The way we illuminate the spaces in which we live, work, and play can have an important impact on the quality of our lives. As anyone who has ever worked or studied in a poorly lit space and wound up with a headache will know, improper lighting can affect your mood and even your health. Getting a handle on the basics of good lighting design will help you create a warm, inviting, and efficient home.
The five types of lighting
When designing a lighting plan, there are five types of lighting to consider. A great lighting scheme is flexible and adapts to the time, purpose, and occasion; for example, in the living room, you may want task lights to read by, an ambient light for socializing with friends, and some atmospheric lights for parties. Most design schemes will probably want to include all or a number of these five types:
1. Task lighting
Task lighting is the light that we work by – whether that be writing, drawing, cooking, etc. It includes desk lamps, under-cabinet lighting in the kitchen, and any other type of lighting that casts directed light on a specific task. A good desk lamp should be flexible (with an adjustable or bendable arm) and even movable (think clip-on lamps) for ease of use.
2. Ambient lighting
Ambient lighting supplies your base level of indirect illumination in a room, generally in the form of a central pendant fixture, as in the photo below. It can be a little bland alone, but works very well alongside accent and task lights:
3. Accent lighting
Accent lighting complements ambient lighting. It is used to add depth and texture to a room, and also to highlight specific elements, such as paintings and architectural details. Up- and down-lighters angled spots, and track lights are all good at providing accent light.
4. Atmospheric lighting
This is for creating specific moods – think twinkle lights, candles, colored bulbs, and even fiber optics. Have fun playing with these lights to create atmosphere – use candles to make an intimate or romantic dinner table the focal point of a room, or hang twinkle lights around door frames or indoor tree branches for special occasions.
5. Decorative lighting
Here, the light fixture is an important feature of the interior design in its own right. A typical example is an elegant or ornate chandelier.
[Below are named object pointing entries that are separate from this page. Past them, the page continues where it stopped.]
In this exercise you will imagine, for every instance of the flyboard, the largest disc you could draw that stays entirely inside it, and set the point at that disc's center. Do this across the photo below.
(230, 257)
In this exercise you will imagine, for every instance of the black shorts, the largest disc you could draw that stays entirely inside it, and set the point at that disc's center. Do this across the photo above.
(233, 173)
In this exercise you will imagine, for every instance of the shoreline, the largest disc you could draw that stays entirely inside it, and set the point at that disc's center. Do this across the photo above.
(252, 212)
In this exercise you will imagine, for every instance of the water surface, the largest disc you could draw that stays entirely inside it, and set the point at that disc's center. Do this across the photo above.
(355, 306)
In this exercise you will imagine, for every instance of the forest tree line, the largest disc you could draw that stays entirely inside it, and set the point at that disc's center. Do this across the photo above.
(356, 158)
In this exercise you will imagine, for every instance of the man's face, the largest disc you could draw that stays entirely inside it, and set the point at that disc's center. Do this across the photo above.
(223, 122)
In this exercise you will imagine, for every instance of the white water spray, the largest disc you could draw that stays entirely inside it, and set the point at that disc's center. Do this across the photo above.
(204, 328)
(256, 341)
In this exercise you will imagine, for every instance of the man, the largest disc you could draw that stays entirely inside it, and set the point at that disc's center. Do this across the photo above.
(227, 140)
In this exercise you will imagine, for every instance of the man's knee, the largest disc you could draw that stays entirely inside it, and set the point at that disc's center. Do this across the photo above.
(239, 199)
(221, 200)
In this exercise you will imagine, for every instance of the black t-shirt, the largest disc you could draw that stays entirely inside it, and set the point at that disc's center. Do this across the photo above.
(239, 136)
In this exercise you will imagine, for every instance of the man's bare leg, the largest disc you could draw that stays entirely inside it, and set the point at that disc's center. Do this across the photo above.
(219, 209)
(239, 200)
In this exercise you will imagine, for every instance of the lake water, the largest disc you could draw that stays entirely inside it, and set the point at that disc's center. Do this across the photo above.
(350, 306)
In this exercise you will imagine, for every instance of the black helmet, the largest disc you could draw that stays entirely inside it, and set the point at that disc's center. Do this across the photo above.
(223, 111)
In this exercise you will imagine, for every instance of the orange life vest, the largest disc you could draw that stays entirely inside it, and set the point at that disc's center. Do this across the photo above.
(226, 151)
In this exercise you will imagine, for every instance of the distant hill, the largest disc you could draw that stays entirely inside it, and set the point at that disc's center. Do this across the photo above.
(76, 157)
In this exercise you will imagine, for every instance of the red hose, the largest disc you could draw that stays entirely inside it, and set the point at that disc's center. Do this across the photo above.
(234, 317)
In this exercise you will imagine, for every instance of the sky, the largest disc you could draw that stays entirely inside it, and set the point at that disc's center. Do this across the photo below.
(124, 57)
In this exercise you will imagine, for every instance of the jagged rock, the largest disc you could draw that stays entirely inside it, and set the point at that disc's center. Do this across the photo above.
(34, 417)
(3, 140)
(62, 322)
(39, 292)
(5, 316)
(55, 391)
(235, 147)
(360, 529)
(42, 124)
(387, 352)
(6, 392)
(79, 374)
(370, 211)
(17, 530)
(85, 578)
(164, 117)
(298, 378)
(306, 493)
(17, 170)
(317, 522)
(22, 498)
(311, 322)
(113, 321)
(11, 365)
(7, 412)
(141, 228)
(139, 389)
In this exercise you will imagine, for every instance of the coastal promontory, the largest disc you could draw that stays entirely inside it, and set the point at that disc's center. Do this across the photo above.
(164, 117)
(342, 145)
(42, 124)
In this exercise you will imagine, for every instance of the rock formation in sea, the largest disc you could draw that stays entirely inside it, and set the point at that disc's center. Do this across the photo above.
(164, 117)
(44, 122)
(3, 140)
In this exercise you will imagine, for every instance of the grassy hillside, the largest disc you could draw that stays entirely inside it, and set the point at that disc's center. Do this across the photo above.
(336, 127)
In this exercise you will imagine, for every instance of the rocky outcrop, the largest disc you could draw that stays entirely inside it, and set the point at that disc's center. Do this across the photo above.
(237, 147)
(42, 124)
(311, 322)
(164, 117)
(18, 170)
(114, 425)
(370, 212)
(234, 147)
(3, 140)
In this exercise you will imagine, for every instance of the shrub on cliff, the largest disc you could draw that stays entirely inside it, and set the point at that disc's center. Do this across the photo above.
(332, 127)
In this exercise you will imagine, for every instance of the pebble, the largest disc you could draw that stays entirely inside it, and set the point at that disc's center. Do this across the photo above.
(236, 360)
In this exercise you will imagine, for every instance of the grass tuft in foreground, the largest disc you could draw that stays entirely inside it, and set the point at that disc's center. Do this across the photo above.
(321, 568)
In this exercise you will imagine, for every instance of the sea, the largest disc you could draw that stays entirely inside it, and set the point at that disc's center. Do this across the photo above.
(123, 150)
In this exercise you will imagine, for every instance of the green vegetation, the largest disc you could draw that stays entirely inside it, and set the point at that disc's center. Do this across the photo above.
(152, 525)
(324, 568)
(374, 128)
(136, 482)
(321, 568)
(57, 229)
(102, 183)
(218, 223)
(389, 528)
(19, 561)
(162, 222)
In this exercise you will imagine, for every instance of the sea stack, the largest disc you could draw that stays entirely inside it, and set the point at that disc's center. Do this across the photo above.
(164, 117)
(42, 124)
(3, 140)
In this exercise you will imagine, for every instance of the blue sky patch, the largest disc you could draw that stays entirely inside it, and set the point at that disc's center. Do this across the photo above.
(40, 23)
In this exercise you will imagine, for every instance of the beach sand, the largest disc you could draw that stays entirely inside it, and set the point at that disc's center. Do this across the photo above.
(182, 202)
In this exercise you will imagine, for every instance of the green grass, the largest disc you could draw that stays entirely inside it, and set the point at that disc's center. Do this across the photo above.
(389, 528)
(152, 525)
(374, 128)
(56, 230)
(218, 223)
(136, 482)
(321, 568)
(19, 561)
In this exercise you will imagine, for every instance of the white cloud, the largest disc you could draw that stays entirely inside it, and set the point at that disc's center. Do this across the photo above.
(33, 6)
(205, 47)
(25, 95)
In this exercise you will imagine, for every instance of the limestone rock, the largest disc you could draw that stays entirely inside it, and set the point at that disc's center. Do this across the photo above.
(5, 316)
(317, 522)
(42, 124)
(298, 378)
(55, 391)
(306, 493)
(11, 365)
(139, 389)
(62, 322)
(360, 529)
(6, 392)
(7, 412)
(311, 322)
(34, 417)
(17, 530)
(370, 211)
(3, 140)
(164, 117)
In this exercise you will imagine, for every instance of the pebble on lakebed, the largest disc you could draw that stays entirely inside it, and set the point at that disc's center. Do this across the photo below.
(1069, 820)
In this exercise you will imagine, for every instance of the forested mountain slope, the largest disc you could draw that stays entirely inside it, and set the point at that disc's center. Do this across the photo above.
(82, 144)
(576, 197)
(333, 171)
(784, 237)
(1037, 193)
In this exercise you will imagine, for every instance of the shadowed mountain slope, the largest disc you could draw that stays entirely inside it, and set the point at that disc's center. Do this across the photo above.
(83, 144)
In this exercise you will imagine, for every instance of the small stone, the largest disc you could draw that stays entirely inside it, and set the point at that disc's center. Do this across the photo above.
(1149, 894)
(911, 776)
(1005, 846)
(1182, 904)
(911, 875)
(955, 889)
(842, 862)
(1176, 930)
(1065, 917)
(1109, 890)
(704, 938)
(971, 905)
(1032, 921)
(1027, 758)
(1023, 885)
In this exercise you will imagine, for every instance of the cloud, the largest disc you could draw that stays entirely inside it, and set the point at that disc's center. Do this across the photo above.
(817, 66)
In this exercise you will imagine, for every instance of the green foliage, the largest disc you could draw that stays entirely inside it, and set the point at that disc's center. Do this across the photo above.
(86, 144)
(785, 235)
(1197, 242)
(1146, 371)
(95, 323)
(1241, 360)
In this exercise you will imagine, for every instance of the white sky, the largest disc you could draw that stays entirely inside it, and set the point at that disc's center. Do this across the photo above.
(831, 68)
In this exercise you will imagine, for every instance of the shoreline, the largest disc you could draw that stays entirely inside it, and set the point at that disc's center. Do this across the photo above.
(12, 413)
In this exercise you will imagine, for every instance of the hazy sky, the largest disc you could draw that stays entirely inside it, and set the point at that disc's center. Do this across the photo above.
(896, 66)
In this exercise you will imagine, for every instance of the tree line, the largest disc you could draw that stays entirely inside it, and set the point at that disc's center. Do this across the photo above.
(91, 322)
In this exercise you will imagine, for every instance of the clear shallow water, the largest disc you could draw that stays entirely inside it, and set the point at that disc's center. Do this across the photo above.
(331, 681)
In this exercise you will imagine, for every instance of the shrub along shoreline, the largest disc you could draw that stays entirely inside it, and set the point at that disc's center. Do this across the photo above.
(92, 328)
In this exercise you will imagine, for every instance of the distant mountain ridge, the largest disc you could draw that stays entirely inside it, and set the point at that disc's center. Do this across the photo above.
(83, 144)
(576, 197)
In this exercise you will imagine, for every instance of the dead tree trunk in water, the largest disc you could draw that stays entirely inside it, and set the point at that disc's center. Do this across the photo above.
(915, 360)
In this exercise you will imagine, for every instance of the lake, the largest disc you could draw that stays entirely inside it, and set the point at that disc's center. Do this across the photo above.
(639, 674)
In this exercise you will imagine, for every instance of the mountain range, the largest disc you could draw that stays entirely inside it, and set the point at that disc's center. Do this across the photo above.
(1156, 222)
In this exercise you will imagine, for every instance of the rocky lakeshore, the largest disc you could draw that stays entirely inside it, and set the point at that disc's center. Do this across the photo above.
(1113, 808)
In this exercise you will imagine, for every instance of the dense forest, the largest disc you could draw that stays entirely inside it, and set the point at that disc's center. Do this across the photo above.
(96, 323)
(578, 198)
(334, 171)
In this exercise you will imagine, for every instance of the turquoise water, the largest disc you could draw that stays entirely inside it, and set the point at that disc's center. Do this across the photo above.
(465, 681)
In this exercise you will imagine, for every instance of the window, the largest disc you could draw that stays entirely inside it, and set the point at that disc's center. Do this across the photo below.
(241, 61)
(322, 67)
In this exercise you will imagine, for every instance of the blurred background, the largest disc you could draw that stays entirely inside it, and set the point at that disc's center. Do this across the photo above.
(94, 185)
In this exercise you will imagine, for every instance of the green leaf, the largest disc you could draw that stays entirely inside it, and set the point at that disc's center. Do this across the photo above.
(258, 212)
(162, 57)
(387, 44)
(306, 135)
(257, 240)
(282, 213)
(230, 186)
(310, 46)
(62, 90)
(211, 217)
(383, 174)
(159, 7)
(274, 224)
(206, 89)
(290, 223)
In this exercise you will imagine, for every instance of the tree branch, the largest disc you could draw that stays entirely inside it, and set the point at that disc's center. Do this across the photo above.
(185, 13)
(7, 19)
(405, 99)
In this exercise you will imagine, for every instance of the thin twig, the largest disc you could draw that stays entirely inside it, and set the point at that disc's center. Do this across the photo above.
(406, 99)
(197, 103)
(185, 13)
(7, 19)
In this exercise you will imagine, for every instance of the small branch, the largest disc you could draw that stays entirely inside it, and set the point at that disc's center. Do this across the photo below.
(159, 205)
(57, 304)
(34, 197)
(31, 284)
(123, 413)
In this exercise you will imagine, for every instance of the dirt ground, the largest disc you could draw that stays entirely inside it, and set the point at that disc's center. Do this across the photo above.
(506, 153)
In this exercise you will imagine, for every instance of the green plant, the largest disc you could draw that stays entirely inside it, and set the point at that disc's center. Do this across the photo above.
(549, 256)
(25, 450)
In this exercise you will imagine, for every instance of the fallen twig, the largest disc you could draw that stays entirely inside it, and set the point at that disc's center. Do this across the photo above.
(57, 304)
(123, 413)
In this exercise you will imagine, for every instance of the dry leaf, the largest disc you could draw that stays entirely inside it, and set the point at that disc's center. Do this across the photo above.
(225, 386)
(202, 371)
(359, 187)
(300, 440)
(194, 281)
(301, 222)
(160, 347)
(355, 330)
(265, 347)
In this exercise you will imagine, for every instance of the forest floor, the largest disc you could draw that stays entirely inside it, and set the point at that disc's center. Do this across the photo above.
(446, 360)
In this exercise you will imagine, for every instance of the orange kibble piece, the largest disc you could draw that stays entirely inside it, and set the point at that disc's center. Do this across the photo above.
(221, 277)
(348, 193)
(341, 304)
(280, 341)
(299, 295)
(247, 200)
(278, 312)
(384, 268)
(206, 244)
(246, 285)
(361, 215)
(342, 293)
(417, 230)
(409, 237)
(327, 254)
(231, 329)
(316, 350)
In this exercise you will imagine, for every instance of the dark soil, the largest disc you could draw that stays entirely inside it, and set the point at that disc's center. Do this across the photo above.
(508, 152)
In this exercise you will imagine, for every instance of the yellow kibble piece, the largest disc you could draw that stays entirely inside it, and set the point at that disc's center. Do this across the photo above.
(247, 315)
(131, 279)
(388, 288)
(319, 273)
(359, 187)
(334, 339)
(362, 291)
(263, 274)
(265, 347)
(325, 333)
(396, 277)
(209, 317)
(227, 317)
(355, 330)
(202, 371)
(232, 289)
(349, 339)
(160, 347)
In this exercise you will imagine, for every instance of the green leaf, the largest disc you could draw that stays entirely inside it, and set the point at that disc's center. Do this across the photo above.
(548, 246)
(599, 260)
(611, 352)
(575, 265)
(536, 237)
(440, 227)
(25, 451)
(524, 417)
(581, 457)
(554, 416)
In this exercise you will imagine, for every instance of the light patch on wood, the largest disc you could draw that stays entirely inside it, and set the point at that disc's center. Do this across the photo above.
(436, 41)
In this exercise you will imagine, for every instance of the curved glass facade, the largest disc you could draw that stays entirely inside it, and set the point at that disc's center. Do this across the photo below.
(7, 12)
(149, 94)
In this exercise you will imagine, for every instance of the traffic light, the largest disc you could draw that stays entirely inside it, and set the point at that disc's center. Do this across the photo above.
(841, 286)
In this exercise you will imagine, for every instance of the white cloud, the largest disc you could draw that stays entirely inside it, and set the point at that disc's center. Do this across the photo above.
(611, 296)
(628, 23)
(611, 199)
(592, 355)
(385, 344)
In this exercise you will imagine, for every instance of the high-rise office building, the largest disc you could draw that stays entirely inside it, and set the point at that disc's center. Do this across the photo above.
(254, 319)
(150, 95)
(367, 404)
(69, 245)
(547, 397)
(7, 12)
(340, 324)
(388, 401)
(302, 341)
Planning a lighting scheme
Ready to start purchasing and planning where to hang those lamps? Don’t forget these essentials:
Tailor lighting to use
Sit down in your space and think about how it is used at various times of the day. List all the activities that will be taking place in the room, and note beside each one what type of lighting would be most appropriate – task lighting for studying, dimmers for dining, or under-cupboard lighting for cooking.
Use light to pick out important items
Do you have any features that you want to highlight? These could be anything from a beautiful column to a specially framed photo or painting and are perfect places to apply accent lighting.
Position sockets according to furnishings and features
Certain elements in your room are fixed (built-in closets, chimney breasts, radiators, etc.) and others are moveable (free-standing furniture, artwork, rugs, etc.). When deciding where to install electrical plugs, it’s good to plan ahead in order to work around these elements and make the room work effectively as a whole.
Put light switches in logical locations
No one wants to have to feel around in the dark for an awkwardly placed light switch (especially in entry halls), so make sure to put them where they can be easily found.
Have adequate mains switches and plug sockets
Some of your lights will run off main switches (central pendants for example) and others will simply be plugged into wall sockets (table and task lamps), so in the planning stage, you should make sure you have an adequate supply of both.
Aim for continuity in light levels
Good lighting design should function well for each individual room, but try to avoid dramatic changes in light level from one space to another. Instead, aim for continuity by walking between rooms and checking for over- or under-lit areas.
Choose your temperature
There are many types of light bulbs available on the market, and three basic light “temperatures” – “warm” gives a yellow-toned light and is great for living rooms, hallways, and bedrooms, “white” gives off a neutral white light and is perfect for kitchens and studies, and “daylight” gives off a cool white light and is most suitable for commercial or studio use.
Keep the environment in mind
Choose energy-efficient bulbs every time. Not only do they last longer, they are a cost saving in the long run and help to reduce unnecessary waste of electricity – all in all, an easy, smart way to be green.